The independence has been a whole lot of fun. But college has really exceeded my expectations. The classes, especially the Honors classes, are really good; the teachers really care about the students’ personal development, learning, and involvement. And I’ve had some awesome teaching assistants in my labs.

You’ve been going to Beaver BarCamps since you were a high school student in Corvallis’ neighbor, Philomath. What keeps you coming back?

BarCamp is fascinating just for the totally different paradigm of it. I had an opportunity to attend a normal conference as part of the Intel Learning Company, the freshman open source group that I’m involved with. After having done that, I started appreciating how unique BarCamp really is.

How did you get a spot on the OSL team?

I attended one of their sessions about being a systems administrator, and then spoke with the people who made that presentation afterwards about what I’m interested in and how it’s similar to a student job I held in high school. They invited me to apply, and so I applied; I interviewed. They told me I had gotten the job by the end of the week, and I started the next Monday.

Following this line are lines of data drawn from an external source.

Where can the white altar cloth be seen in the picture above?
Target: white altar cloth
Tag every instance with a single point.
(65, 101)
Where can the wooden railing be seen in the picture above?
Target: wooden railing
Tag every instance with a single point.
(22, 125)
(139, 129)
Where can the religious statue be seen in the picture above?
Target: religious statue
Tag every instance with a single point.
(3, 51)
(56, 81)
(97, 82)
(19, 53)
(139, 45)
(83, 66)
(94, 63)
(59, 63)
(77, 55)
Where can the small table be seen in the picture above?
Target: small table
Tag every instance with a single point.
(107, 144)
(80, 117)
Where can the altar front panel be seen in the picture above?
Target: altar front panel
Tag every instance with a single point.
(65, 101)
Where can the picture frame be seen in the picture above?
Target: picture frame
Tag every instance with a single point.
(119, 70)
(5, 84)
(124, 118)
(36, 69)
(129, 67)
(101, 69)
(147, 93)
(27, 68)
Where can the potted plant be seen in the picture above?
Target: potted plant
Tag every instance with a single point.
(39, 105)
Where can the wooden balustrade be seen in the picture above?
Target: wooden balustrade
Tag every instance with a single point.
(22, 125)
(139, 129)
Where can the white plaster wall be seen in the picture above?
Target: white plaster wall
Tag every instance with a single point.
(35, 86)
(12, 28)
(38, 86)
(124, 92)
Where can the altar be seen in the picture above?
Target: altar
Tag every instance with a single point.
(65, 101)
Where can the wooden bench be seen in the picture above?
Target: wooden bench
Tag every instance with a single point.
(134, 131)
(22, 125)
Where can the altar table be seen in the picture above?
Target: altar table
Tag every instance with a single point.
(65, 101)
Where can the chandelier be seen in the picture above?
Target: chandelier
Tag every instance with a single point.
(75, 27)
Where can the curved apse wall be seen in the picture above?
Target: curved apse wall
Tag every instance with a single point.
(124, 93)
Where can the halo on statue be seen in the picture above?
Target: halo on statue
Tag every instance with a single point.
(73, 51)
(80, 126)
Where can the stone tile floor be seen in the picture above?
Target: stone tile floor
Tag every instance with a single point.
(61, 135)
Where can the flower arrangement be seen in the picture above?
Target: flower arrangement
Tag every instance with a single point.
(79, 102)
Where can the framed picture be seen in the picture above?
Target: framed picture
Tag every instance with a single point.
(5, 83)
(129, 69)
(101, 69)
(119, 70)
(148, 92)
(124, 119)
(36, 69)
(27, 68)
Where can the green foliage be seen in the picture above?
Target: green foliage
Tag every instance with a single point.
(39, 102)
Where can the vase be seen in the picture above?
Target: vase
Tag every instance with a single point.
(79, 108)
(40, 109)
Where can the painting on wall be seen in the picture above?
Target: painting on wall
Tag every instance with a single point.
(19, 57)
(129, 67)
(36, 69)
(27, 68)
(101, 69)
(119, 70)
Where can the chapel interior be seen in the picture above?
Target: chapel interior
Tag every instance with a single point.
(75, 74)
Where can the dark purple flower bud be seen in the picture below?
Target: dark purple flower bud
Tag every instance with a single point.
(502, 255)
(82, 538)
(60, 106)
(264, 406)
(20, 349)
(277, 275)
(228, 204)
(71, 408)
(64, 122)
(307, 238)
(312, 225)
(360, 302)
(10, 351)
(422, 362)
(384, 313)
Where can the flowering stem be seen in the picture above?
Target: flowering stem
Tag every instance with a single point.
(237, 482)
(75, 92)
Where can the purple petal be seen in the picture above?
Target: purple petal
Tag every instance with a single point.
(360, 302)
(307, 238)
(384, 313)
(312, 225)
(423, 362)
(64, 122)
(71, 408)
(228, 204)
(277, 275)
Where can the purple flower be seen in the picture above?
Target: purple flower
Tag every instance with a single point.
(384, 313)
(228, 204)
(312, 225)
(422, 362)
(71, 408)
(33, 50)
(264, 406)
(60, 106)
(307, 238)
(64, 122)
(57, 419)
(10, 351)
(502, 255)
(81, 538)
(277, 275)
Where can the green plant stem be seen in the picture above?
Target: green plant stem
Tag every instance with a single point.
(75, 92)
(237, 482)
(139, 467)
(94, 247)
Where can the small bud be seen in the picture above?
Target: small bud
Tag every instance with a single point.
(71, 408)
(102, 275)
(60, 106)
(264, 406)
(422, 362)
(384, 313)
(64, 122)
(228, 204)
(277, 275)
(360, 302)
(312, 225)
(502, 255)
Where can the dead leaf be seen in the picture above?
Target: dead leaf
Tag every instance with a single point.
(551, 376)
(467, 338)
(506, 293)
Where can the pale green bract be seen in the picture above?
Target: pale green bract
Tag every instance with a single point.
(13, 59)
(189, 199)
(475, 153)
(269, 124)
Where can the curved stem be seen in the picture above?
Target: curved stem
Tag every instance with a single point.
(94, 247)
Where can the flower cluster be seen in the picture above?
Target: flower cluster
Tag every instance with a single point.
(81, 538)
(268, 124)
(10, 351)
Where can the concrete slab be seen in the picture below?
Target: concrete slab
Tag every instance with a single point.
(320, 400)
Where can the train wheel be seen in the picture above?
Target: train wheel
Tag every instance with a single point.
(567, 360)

What interested you about the OSL?

For a long time, I didn’t really know what the OSL was—didn’t know it was here— but I started hearing about it in various newsletters that go out to students, and at BarCamp. I started looking around. Almost every time I installed an application in Ubuntu I thought, ‘Okay, that comes from OSU OSL; that’s what that place is.’ I started paying attention to the neat things it does, the ways it’s involved, and then realized it seemed like a really cool place. After meeting the people here—they’re just really great people to work with because they absolutely love learning, and that’s why they’re in it.

Emily with her computer

How has working in your new position been so far?

On the Friday before I started work, I was talking to Rob McGuire-Dale and he said, ‘It’s a great job. It’s a really great job. It’s the best student job on campus, but be warned: the first week is just a fire hose of information.’ Everybody, though, really seems to enjoy teaching; I never feel like a question is stupid, and people are always helpful about where I can go to learn things— how I should approach them—they’re always happy to answer my questions. I’ve been learning really fast; I’ve been thrown into the middle of this Ganeti Web Manager framework, which is a mix of several languages I hadn’t worked with very extensively in the past. So it’s just been fascinating untangling it all.

What are some skills you bring to the OSL?

I personally feel like one of my unique skills is the ability to communicate—to translate ‘geek’ into English, almost—to write documentation for non-experts.

What are you hoping to get from your time at the OSL?

First off, during school, my classes make me realize, ‘Oh, it would be so cool to do something like that. It would be so cool to learn that language. It would be so cool to work on a programming project.’ But I never really take the time to do that. So on a personal level, the OSL is forcing me to take the time to learn new languages, learn the intricacies of how a certain computer, a certain software system works. And on the professional level, I could graduate here with three years of professional software development experience, and that is just a phenomenal opportunity.

Has anyone in particular helped you along during the first few weeks?

One person who has almost always been in the office when I am is Corbin Simpson, and he really enjoys teaching. He made a point that I understand the basics and how Python works. He really went out of his way to figure out what I know so far and point out specifics of what someone of my exact knowledge will need to be aware of about the new languages. He’s been extremely helpful.

Does the OSL push you to develop your abilities, and does it help you learn new ones?

I feel like their top priority is not just to get x number of lines of code written in a day. Their top priority is for everyone who works here to come out as a better software developer, even if they’re the best software developers around. They’re very interested in my learning. It’s just a whole lot of fun to work with everyone.

Many thanks to Emily and Anthony for this interview!